A CDF assumiu a responsabilidade de processar os casos de
abuso sexual de crianças em 2001, depois de o cardeal Joseph Ratzinger, que se
tornou o Papa Bento XVI, determinar que as dioceses não estavam a penalizar os
religiosos envolvidos como requeriam as leis eclesiais.
Ora, o cardeal George Pell anunciou que pediu a licença para
se defender, já aceite pelo Papa, das funções que desempenha no Vaticano, na
sequência das acusações da polícia australiana de abusos sexuais. Na verdade, a
polícia do Estado australiano de Victoria acusou o cardeal de 76 anos de crimes
de abusos sexuais de menores tendo ele sido intimado a comparecer perante o
tribunal de 1.ª instância de Melbourne no dia 18 de julho. Pell disse aos
jornalistas que vai comparecer e negou as acusações que classificou de “assassinato
de caráter”.
Entretanto, Greg Burke, porta-voz do Vaticano, disse que Francisco
autorizou a licença pedida pelo cardeal australiano, mas que ele mantém o cargo
de máximo responsável pelas Finanças da Igreja católica.
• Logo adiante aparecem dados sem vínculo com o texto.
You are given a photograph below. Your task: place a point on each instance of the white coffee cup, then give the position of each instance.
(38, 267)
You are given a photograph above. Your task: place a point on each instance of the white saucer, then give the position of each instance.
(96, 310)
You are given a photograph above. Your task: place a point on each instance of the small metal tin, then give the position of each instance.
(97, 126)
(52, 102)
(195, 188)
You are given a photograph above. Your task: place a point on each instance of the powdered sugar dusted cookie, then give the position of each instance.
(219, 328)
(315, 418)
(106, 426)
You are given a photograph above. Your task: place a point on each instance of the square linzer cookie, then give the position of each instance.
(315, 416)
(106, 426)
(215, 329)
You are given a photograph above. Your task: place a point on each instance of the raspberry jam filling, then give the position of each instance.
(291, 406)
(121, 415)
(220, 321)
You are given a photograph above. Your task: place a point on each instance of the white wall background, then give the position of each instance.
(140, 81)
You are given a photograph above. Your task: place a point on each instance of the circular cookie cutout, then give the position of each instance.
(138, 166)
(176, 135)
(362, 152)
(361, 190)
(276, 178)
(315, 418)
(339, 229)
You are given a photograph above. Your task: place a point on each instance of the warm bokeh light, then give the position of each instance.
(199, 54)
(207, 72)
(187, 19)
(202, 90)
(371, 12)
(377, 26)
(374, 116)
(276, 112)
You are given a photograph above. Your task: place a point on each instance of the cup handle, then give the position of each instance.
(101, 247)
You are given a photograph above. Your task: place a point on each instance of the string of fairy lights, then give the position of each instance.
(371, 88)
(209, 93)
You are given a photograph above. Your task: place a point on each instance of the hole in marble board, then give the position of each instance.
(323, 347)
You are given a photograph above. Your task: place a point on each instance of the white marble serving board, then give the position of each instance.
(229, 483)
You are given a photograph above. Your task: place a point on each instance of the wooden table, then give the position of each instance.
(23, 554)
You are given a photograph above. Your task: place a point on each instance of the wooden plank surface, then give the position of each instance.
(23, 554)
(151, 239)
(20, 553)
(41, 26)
Na verdade, enquanto
arcebispo de Melbourne e, depois, de Sidney, Pell enfrentou alegações que o
acusavam de encobrir abusos cometidos por clérigos. Mais recentemente, tornou-se
alvo de investigações da polícia de Victoria que o interrogou no Vaticano, em
2016.
Porque será que Müller nunca disse uma palavra a propósito do
caso Pell? A defendê-lo, não por certo, que a defesa tem de ser ativa e
explícita, quando a acusação é pública; encobri-lo, quando o Papa tem sido
claro e drástico na punição destes crimes, seria falta de entendimento, dissonância
e incurso em abominação. Obviamente, o meu desejo é que Pell esteja inocente e
Müller aceite humildemente a destituição do cargo e tente a aproximação ao
Pontífice esquecendo mais a questão da escola teológica alemã.